Russia's security service says a 29-year-old man from Uzbekistan has been detained after the killing of senior general Igor Kirillov and his aide in Moscow.
Lt Gen Igor Kirillov, head of the Nuclear, Biological, Chemical (NBC) Defense Forces, was outside a residential block early Tuesday when an explosive device hidden in a scooter was detonated remotely.
Russia's security service said the unnamed suspect was recruited by Ukrainian intelligence, according to state media agencies.
The security service of Ukraine had already said that they were behind the murder, a source told the BBC Tuesday.
The Ukrainian source said Kirillov – Russia's former chemical weapons chief – was a “legitimate target” and said he had committed war crimes.

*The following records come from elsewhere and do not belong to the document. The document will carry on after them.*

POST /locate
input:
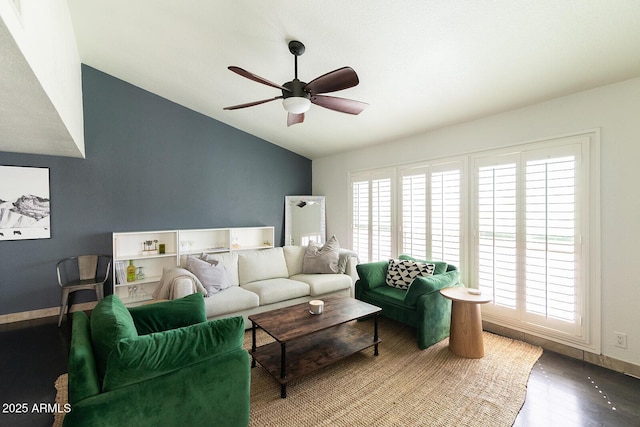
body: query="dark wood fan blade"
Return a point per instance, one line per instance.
(293, 119)
(255, 78)
(251, 104)
(342, 78)
(343, 105)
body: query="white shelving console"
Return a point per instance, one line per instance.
(130, 246)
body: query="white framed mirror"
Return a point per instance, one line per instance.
(304, 220)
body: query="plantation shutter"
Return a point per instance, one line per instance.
(413, 239)
(446, 216)
(372, 216)
(381, 221)
(496, 232)
(552, 236)
(360, 219)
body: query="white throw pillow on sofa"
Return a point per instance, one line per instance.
(261, 265)
(213, 276)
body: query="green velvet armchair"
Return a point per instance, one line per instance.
(421, 306)
(161, 364)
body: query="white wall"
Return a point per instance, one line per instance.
(615, 109)
(43, 33)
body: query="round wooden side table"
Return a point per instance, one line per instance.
(465, 338)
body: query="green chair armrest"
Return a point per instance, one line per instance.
(162, 316)
(215, 391)
(429, 284)
(139, 359)
(371, 275)
(83, 376)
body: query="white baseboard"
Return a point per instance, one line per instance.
(41, 313)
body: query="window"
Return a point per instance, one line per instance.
(431, 212)
(528, 209)
(528, 251)
(372, 216)
(446, 219)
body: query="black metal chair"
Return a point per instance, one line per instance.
(79, 273)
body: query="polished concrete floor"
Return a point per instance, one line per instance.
(561, 392)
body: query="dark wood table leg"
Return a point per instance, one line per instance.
(375, 334)
(283, 369)
(253, 344)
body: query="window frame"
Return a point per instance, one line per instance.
(588, 336)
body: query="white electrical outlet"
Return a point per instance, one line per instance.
(620, 339)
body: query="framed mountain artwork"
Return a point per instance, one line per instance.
(25, 208)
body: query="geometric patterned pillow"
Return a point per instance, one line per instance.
(401, 273)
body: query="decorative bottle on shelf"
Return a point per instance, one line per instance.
(131, 272)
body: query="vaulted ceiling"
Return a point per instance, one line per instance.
(421, 64)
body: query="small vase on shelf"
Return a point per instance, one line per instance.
(131, 272)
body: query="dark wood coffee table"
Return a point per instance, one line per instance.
(306, 342)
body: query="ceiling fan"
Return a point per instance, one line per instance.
(297, 96)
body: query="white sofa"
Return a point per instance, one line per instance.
(267, 279)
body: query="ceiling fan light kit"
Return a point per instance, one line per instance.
(297, 96)
(296, 104)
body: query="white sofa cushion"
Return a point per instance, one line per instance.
(276, 290)
(294, 256)
(230, 300)
(230, 262)
(261, 265)
(320, 284)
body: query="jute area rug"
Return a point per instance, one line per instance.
(403, 386)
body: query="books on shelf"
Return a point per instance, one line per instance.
(121, 273)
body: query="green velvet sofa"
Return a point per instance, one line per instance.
(160, 364)
(421, 306)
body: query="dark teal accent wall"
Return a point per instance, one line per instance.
(150, 165)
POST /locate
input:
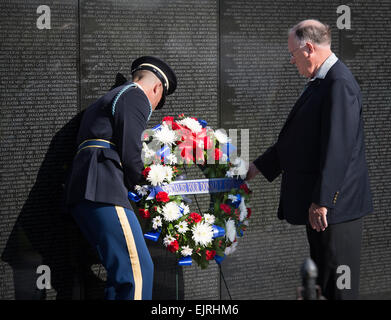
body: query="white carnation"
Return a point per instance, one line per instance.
(231, 249)
(171, 212)
(230, 230)
(165, 135)
(186, 251)
(142, 191)
(157, 222)
(148, 152)
(185, 208)
(208, 218)
(221, 136)
(157, 174)
(243, 210)
(182, 227)
(172, 159)
(202, 233)
(230, 173)
(168, 172)
(192, 124)
(168, 239)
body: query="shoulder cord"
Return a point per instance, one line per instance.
(132, 85)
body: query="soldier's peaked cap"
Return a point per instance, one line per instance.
(161, 69)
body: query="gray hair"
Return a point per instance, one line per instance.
(312, 31)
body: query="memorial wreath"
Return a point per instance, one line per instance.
(162, 200)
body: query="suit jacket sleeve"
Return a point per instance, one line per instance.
(339, 127)
(268, 164)
(130, 119)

On Monday, the day before the killing, Ukraine charged Kirillov, 54, in absentia, saying he was “responsible for the mass use of banned chemical weapons”. Russia denies the allegations.
The public relations center of the Russian Federal Security Service (FSB) said on Wednesday that the arrested 29-year-old man was “suspected of committing a terrorist act”.
A statement said that during “interrogation, he explained that he was recruited by the Ukrainian special services”.
The FSB said the “confirmed” suspect received a reward of $100,000 and permission to move to the European Union in exchange for killing Kirillov.
He said that according to the instructions of Ukraine, he arrived in Moscow and received a homemade explosive device.
He placed the explosive device on an electric scooter, which he parked at the entrance of the residential building where Kirillov lived, the FSB said.
He then rented a car to monitor Kirillov's residence and also installed a camera streaming live video from the site to his handlers in the Ukrainian city of Dnipro.
When they saw Kirillov coming out of the house, the suspect fired the bomb, the statement said.
Kirillov is considered the most senior military figure to be assassinated in Russia since the country invaded Ukraine nearly three years ago.
In addition to being accused by Ukraine, the 54-year-old had previously been sanctioned by the UK over the alleged use of chemical weapons in Ukraine.
Ukraine's SBU security service has said that Russia used chemical weapons more than 4,800 times under the General's direction.
Moscow denies this, and claims to have destroyed the last remnants of its large stockpile of chemical weapons in 2017.
Pictures from the scene outside Kirillov's apartment block in southeast Moscow on Tuesday showed the entrance badly damaged, with scorch marks on the walls and several windows blown out. Two body bags were also visible on the street.
Also on Wednesday, the Russian Foreign Ministry said that Russia will raise the murder of Kirillov at a meeting of the United Nations Security Council on Friday.
Russian officials have vowed to find and punish those involved in the killing.